Daraus ergibt sich eine iranische Strategie der „vielen Gesichter“. Teheran möchte die territoriale Integrität des Irak erhalten und einen völligen irakischen Kollaps vermeiden. Dabei zählt die Führung auf die freundlich gesinnte Regierung in Bagdad. Doch andererseits schürt Teheran Unruhe im Irak, nicht zuletzt, um US-Truppen zu binden, damit Washington nicht auf den Gedanken kommt, als Nächstes den Iran anzugreifen. Ein unabhängiger, vereinter Irak soll mit seiner mehrheitlich schiitischen Regierung den US-Einfluss eindämmen.
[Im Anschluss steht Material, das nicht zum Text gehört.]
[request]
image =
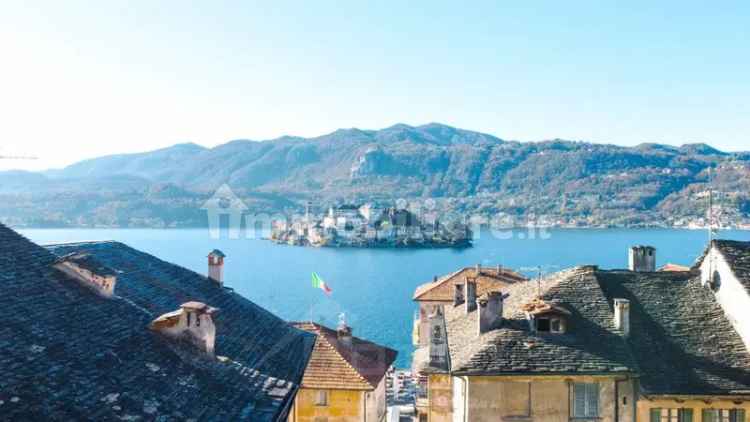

Gleichzeitig möchte Teheran aber auch die Fähigkeit behalten, die US-Truppen im Irak in Schwierigkeiten zu bringen, wenn es nötig erscheint. Eine Karte, die sich auch ausspielen lässt, wenn es um den amerikanischen Widerstand gegen das iranische Atomprogramm geht. „Kontrolliertes Chaos“ lautet also derzeit das iranische Rezept für den Irak. Teheran präsentiert sich dabei gerne als Chaos-Manager. Allerdings hat Amit Muhebian, einer der konservativen Ideologen des iranischen Regimes, die 160.000 US-Soldaten im Irak schon mal bösartig als „potenzielle Geiseln“ bezeichnet.

So hat sich in der Konfrontation zwischen Washington und Teheran ausgerechnet der Irak als amerikanische Achillesferse erweisen. Arabische Zeitungen werteten die internationale Irak-Konferenz bereits im Vorfeld als iranischen Erfolg.